Fed Not Keen to Take Interest Rates Into Negative Territory
Arslan Butt • 1 min read
With the coronavirus pandemic raging on across the US and most of the world, the Fed and the US government have announced a slew of stimulus measures to help prop up the economy over the past couple of months. More such measures are expected in the near future, but Fed officials have indicated that they would not take interest rates into negative territory, unlike the ECB and the BOJ.
While addressing a virtual meeting on Monday, Chicago Fed President Charles Evans hinted that rates could stay close to zero for quite some time but taking them below zero is not something the Fed would consider. He also added, “We must do all we can so that economic activity can resume once it is safe to do so and focus our efforts on returning to prosperity as quickly as possible.”

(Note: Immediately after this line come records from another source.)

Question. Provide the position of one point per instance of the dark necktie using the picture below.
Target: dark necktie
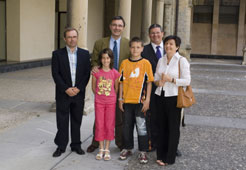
(158, 52)
(115, 52)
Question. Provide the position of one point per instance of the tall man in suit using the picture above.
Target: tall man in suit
(71, 72)
(153, 51)
(120, 47)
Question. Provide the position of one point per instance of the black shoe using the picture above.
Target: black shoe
(178, 153)
(91, 148)
(58, 152)
(152, 149)
(78, 151)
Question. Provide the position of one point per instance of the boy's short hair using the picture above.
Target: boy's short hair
(118, 18)
(110, 54)
(155, 26)
(136, 39)
(68, 29)
(176, 39)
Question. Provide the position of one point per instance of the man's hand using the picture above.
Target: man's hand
(95, 69)
(121, 105)
(70, 92)
(76, 90)
(145, 106)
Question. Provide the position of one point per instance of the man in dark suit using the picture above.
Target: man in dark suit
(120, 47)
(153, 51)
(71, 72)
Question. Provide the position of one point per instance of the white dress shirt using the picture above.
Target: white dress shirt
(172, 69)
(161, 48)
(111, 46)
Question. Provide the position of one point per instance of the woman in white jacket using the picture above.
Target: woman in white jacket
(167, 81)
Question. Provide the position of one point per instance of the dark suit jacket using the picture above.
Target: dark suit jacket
(62, 76)
(149, 54)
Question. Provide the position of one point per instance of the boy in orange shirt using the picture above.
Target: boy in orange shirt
(136, 74)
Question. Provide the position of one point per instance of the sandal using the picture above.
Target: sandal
(100, 154)
(160, 163)
(107, 156)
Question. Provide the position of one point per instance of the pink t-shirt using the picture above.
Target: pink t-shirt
(105, 92)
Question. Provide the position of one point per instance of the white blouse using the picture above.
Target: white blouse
(172, 70)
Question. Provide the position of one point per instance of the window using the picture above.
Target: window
(203, 14)
(228, 14)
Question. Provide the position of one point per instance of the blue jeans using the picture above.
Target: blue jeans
(133, 115)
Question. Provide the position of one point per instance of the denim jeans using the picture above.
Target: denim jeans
(133, 115)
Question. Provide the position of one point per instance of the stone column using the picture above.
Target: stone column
(168, 14)
(244, 55)
(184, 25)
(240, 32)
(125, 12)
(159, 12)
(215, 27)
(146, 20)
(77, 17)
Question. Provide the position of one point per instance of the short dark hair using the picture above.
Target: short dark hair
(155, 26)
(136, 39)
(175, 38)
(118, 18)
(110, 54)
(68, 29)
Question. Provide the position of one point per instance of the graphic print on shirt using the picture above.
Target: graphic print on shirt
(104, 86)
(135, 73)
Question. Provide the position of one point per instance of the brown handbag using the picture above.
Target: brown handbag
(186, 97)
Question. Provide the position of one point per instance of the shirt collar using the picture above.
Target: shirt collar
(69, 50)
(112, 39)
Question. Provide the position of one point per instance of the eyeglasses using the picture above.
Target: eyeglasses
(71, 37)
(119, 25)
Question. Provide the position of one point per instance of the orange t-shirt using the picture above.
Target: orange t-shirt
(134, 75)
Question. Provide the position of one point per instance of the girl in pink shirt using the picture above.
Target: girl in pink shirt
(105, 87)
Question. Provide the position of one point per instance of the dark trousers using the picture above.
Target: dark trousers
(64, 109)
(169, 123)
(152, 121)
(132, 115)
(118, 129)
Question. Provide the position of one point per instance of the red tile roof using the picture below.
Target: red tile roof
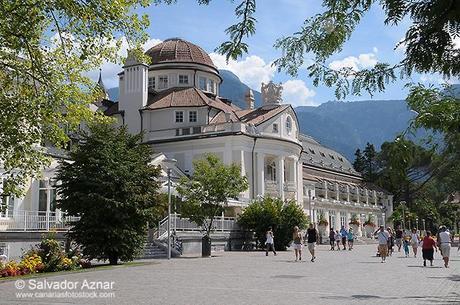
(179, 50)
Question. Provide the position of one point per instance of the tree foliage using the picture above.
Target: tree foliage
(273, 212)
(205, 195)
(46, 49)
(109, 183)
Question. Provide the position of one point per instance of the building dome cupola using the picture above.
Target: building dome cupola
(177, 50)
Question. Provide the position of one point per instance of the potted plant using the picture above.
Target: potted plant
(369, 226)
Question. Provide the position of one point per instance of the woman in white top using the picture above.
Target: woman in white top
(414, 241)
(444, 244)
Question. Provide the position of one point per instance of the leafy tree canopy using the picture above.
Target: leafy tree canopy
(273, 212)
(46, 48)
(205, 195)
(111, 185)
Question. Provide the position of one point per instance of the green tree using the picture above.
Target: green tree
(111, 186)
(370, 163)
(205, 195)
(46, 49)
(359, 162)
(273, 212)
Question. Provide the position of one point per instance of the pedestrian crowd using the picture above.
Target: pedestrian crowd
(387, 240)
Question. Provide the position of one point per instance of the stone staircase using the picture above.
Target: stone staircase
(153, 250)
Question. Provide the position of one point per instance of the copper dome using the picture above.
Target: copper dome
(176, 50)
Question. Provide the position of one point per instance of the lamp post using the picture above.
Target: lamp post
(403, 204)
(169, 162)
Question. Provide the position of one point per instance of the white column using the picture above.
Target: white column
(280, 176)
(337, 220)
(325, 189)
(299, 182)
(260, 174)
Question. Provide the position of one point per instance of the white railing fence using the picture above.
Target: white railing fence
(40, 221)
(178, 224)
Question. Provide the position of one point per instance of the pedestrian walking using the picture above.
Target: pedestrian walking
(391, 242)
(398, 238)
(332, 239)
(338, 238)
(444, 242)
(382, 236)
(406, 243)
(297, 241)
(414, 241)
(312, 238)
(428, 247)
(269, 242)
(350, 237)
(344, 234)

Futures traders, meanwhile, have already stated placing their bets on the next round of rate cuts. For now, there’s a small expectation among them for a rate cut into negative territory by next year, possibly by October 2021. However, Fed policymakers have expressed reservations against such a move, maintaining that it could undermine financial markets instead of aiding them to boost lending.
Amid the pandemic especially, negative rates may prove ineffective as they cannot bring about increased consumer spending when the government has imposed shutdowns. Evans’ comments received support from his peers, including St. Louis Fed President James Bullard and Atlanta Fed President Raphael Bostic who have also spoken out against negative rates.